Most commonly used chemotherapeutic agent for H&N cancers.
What are its side effects?
What would be used in the case of renal insufficiency?
Cisplatin. Given weekly or Q3 weeks.
Side effects include ototoxicity, nephrotoxicity, peripheral neuropathy, gastrointestinal toxicity.
Carboplatin may be used for patients with renal insufficiency.
What is an FDA approved alternative used for patients that cannot tolerate Cisplatin?
Cetuximab (monoclonal antibody targeting the endothelial growth factor receptor (EGFR).
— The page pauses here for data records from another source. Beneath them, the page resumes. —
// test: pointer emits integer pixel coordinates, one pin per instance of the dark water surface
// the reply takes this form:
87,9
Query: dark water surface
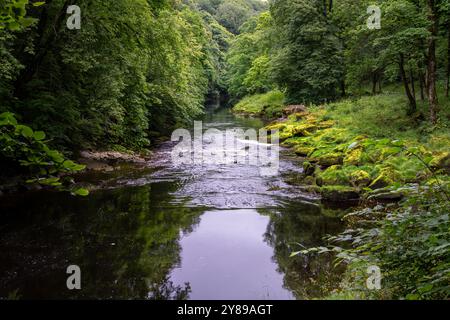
211,231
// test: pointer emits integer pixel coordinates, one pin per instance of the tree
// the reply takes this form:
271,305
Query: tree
308,62
432,66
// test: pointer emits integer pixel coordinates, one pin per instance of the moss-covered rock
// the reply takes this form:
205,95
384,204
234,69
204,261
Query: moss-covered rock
303,151
331,159
386,178
333,176
339,193
360,178
308,168
354,157
441,161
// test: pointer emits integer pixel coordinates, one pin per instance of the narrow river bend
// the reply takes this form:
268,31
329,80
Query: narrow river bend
170,232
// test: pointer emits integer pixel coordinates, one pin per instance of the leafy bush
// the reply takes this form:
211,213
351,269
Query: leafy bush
23,150
268,104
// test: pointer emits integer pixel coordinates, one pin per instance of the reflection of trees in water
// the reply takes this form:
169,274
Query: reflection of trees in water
306,276
126,241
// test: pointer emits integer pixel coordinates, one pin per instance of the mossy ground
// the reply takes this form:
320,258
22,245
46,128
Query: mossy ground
359,146
267,105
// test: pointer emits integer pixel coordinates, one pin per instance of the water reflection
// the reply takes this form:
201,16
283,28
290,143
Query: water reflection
157,233
125,242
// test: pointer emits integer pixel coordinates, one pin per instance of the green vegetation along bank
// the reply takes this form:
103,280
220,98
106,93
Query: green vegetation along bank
396,167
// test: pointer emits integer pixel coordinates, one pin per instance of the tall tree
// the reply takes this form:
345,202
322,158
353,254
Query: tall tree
432,63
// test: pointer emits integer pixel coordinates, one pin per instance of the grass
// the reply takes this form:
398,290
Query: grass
368,144
268,105
384,116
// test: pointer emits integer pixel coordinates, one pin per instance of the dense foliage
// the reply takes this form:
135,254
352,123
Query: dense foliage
317,51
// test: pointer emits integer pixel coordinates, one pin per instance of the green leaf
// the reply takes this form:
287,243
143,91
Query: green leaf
39,135
27,132
80,192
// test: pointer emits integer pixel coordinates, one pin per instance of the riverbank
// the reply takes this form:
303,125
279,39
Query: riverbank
398,168
365,148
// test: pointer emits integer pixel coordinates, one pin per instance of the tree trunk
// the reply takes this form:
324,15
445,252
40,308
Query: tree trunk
447,84
422,86
432,94
343,93
374,83
42,47
411,99
413,86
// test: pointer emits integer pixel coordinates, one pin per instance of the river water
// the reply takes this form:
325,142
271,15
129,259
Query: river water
166,231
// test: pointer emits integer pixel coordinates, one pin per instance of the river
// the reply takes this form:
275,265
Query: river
165,231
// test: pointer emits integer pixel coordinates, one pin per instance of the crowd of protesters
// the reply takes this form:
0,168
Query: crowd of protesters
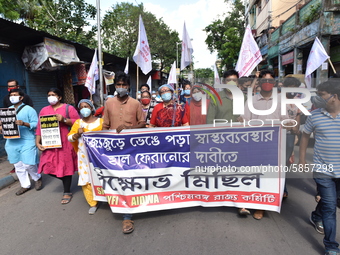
171,108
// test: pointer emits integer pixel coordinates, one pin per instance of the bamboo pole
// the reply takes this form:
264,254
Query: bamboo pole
330,62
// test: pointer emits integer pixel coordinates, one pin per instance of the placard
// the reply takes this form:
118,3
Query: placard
50,132
167,168
10,130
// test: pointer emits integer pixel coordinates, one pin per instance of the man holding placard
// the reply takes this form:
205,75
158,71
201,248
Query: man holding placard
22,151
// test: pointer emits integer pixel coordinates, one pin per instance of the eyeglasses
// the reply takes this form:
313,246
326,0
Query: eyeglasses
165,91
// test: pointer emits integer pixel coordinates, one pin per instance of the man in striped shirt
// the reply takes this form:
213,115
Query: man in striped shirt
325,122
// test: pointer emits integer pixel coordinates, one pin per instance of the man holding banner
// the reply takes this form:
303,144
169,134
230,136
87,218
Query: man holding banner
22,151
123,112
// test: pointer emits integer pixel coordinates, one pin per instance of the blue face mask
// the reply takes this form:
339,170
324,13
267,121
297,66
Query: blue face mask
85,112
166,97
320,102
187,92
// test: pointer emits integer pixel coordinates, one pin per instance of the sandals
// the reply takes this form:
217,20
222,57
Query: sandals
243,211
22,191
258,215
66,198
128,226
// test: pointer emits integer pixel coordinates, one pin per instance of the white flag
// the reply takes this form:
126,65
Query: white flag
172,75
316,57
187,49
142,55
92,75
149,82
250,54
126,70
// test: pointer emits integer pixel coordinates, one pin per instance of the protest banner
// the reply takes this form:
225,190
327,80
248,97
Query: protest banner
167,168
10,130
50,132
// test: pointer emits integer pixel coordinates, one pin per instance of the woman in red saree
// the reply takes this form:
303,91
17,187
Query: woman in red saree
168,113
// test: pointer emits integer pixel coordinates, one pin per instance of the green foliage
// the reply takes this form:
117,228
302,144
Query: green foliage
120,33
225,36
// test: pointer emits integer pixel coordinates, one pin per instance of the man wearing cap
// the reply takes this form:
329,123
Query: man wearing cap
263,101
13,84
123,112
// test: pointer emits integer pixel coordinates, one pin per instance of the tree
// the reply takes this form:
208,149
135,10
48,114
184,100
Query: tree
120,34
63,18
225,36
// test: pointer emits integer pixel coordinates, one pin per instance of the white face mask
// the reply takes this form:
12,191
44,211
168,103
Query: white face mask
197,96
52,100
14,99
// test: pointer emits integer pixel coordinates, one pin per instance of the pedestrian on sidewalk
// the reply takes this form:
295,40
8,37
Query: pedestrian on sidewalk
22,151
325,122
59,162
262,101
87,123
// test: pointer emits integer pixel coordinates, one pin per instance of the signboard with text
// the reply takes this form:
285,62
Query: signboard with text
167,168
50,132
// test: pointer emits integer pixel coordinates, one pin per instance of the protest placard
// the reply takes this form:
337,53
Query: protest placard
50,132
10,130
168,168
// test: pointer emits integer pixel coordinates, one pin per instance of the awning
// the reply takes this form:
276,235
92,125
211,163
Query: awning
49,55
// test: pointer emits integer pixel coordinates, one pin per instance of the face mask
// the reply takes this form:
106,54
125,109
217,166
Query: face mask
85,112
14,99
231,83
319,102
122,91
267,86
52,100
146,101
9,89
291,95
187,92
166,97
197,96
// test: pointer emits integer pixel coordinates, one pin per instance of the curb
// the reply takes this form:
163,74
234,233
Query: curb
7,180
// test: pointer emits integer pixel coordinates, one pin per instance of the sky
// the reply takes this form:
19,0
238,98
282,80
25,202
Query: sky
197,14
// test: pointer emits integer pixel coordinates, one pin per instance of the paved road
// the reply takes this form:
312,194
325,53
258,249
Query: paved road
36,223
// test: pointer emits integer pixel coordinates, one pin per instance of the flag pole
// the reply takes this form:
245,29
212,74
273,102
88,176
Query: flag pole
100,56
330,62
137,83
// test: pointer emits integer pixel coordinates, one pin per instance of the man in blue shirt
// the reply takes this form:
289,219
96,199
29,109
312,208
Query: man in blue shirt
22,151
325,122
When is a neck dissection performed for oral SCC?
- Patients with clinically negative neck with >20% chance of occult regional metastasis: Selective Neck Dissection (only nodal groups determined to be at highest risk for metastasis are removed).
- Oral tongue SCC with DOI >4mm believed to have >20% chance of regional metastasis, SND.
- Oral tongue SCC >4mm DOI within 1cm of midline, bilateral neck dissection.
SND often involves “supraomohyoid neck dissection” levels 1-3. Level 4 often included for tongue carcinomas due to skip metastasis.
Nodal positive neck (N+ neck) generally receive comprehensive neck dissection with removal of level 1-5 nodes.
How is comprehensive neck dissection classified?
Radical neck dissection (RND)
Modified radical neck dissection (MRND)
Extended neck dissection (END)
Radical neck dissection
vs.
Modified radical neck dissection
RND: Radical en bloc lymphadenectomy levels 1-5 along with SCM, IJV, CN11
MRND: same as RND, except preservation of one or more non-lymphatic structures (SCM, IJV, and/or CN11) no invaded by cancer.